Big Data Challenges

 Although data mining provides the means to deal efficiently with large amounts of, usually, peculiar data, healthcare data analysis in the Internet of Things era is far from an uncomplicated task. The term “big data” is very popular nowadays and is used to describe the explosively extended collections of data, which carry significantly more peculiarities. The popularity of the “big data” concept is signified by the fact that a lot of challenges regarding the management and analysis of big data have been raising, whereas the benefits and opportunities ensuing from the exploitation of these data seem to be manifold and very attractive. The conventional data analysis tools, including machine learning and data mining, are not efficient anymore and have to be scaled in order to deal with the obstacles posed by the big data paradigm. The basic peculiarities that figure the challenging character of big data are described by the “5-V’s”. Laney (2001) introduced the term “3-V’s” in big data community, namely volume, variety, and velocity. However, since then there have been proposed even more “V’s”, but two of them, variability and value, are the most popular . These “5-V’s” are described in the following lines :

Velocity: The velocity of data streams that arrive continuously and need to be analyzed pose challenging real-time constraints. 

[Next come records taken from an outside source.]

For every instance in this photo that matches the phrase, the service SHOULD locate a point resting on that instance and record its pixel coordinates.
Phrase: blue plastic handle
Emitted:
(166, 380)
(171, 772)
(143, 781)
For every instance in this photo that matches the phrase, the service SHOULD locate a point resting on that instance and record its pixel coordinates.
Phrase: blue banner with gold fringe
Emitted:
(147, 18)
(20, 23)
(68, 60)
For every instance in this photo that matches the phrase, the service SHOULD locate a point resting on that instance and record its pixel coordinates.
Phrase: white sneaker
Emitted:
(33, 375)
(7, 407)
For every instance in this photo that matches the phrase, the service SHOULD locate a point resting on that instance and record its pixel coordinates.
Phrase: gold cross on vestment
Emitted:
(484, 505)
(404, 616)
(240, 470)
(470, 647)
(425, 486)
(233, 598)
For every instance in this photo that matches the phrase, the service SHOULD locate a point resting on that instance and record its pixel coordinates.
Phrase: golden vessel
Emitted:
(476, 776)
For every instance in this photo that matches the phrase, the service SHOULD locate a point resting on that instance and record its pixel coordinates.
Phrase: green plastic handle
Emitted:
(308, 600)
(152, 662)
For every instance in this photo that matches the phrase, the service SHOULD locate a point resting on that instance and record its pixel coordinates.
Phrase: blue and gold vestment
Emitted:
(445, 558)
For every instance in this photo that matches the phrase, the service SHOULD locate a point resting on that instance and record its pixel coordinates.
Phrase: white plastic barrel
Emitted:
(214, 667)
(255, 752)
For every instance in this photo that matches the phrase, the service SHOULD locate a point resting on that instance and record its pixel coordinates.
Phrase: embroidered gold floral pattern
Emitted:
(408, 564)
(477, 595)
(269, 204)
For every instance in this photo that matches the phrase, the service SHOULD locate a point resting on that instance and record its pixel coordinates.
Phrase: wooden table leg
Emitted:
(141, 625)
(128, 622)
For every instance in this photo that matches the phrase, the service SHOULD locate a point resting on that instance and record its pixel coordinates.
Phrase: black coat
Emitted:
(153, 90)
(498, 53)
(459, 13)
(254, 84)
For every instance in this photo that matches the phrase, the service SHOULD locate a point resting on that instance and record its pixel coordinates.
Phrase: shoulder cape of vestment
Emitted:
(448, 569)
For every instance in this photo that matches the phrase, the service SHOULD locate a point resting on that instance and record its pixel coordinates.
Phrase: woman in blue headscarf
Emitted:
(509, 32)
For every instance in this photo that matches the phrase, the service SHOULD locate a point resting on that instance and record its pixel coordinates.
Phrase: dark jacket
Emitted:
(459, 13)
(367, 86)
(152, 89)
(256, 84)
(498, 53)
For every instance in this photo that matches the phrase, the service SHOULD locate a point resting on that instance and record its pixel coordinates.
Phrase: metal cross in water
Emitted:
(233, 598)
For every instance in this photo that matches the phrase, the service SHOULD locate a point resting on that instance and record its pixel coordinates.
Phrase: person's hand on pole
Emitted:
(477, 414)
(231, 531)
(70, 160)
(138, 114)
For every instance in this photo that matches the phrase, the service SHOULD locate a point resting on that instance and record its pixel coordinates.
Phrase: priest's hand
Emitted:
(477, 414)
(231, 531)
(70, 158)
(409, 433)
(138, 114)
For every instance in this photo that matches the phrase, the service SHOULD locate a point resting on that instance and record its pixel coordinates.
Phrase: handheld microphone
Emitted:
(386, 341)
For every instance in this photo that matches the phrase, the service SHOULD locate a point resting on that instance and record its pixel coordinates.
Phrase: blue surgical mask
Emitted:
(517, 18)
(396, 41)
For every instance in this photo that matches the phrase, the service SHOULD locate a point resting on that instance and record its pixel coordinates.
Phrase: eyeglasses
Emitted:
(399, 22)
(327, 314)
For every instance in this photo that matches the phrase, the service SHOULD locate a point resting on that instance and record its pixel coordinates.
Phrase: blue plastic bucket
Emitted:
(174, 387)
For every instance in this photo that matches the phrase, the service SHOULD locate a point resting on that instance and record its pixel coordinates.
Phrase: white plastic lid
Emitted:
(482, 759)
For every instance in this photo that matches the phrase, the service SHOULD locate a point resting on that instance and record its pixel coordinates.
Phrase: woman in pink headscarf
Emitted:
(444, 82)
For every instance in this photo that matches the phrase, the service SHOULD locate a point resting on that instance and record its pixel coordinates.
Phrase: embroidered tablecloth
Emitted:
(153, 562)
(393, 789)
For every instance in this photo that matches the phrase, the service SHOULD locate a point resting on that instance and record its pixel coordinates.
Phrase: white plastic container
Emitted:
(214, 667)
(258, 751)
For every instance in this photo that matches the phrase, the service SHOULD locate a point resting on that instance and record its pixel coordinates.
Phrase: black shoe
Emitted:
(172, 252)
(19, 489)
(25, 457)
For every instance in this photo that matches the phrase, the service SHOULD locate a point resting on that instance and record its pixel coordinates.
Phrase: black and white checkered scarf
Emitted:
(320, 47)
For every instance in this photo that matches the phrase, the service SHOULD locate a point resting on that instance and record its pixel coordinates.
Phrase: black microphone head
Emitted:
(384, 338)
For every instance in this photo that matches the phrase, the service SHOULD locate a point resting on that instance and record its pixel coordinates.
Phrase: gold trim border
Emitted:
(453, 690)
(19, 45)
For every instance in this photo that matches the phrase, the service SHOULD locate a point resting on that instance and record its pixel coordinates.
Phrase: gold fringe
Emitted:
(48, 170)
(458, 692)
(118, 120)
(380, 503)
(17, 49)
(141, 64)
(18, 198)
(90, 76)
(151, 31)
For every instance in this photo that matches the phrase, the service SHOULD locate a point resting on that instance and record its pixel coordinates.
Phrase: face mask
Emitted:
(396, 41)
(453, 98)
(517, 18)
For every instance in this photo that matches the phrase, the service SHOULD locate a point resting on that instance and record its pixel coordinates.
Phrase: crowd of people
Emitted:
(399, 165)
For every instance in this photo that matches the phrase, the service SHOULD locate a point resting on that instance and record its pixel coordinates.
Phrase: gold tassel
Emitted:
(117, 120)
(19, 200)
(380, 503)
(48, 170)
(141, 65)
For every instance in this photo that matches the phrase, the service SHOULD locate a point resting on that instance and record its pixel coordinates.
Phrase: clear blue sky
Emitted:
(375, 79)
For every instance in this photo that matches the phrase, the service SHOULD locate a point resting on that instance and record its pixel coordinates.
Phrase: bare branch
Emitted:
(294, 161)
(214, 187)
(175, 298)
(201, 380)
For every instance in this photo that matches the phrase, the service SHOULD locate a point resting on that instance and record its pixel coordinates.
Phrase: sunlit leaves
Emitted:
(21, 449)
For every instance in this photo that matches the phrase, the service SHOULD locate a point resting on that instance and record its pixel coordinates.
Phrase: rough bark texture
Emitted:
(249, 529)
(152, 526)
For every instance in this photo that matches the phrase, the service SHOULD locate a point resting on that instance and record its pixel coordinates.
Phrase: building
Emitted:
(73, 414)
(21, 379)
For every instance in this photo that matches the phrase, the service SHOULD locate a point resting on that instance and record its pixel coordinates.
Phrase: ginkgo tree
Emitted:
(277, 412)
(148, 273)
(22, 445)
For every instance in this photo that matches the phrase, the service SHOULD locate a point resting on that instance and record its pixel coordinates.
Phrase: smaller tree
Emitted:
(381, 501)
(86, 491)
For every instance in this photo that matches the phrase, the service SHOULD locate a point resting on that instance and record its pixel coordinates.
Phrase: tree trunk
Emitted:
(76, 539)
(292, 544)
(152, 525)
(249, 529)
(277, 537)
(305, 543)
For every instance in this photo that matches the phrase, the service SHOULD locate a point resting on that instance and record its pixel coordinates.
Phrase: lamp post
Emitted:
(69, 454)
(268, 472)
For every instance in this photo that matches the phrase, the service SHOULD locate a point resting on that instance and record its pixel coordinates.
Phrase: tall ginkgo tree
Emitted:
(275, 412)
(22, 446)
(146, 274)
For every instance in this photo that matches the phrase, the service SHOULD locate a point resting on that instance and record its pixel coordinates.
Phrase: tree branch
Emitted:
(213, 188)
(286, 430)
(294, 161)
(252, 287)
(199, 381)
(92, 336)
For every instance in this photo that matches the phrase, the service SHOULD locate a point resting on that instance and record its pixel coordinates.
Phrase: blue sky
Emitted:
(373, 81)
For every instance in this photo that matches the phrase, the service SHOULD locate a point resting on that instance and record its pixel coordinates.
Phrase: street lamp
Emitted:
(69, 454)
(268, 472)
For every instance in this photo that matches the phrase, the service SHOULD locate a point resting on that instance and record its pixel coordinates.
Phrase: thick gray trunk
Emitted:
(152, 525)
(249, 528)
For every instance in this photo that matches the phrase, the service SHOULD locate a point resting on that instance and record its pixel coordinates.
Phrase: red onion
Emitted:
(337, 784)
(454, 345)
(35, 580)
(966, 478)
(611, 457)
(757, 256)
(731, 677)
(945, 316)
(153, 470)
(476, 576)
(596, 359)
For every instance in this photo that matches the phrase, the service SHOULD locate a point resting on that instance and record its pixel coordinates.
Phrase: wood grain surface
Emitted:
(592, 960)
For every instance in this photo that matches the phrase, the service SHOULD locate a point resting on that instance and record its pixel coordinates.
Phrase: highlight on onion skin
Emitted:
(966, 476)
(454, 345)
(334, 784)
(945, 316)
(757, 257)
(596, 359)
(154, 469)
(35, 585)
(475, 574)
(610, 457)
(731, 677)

Variety: There are many different types of data (e.g. text, sensor data, images, audio, video, graph), various degrees of structure in data (structured, semi-structured, unstructured), and often different types and structures of data are mixed. 

Variability: The structure of the data as well as the way users are willing to interpret these data usually changes with time providing extra data and knowledge management challenges. 

Value: The value refers to the quality of the extracted knowledge that may give the ability of making better decisions and answering more questions.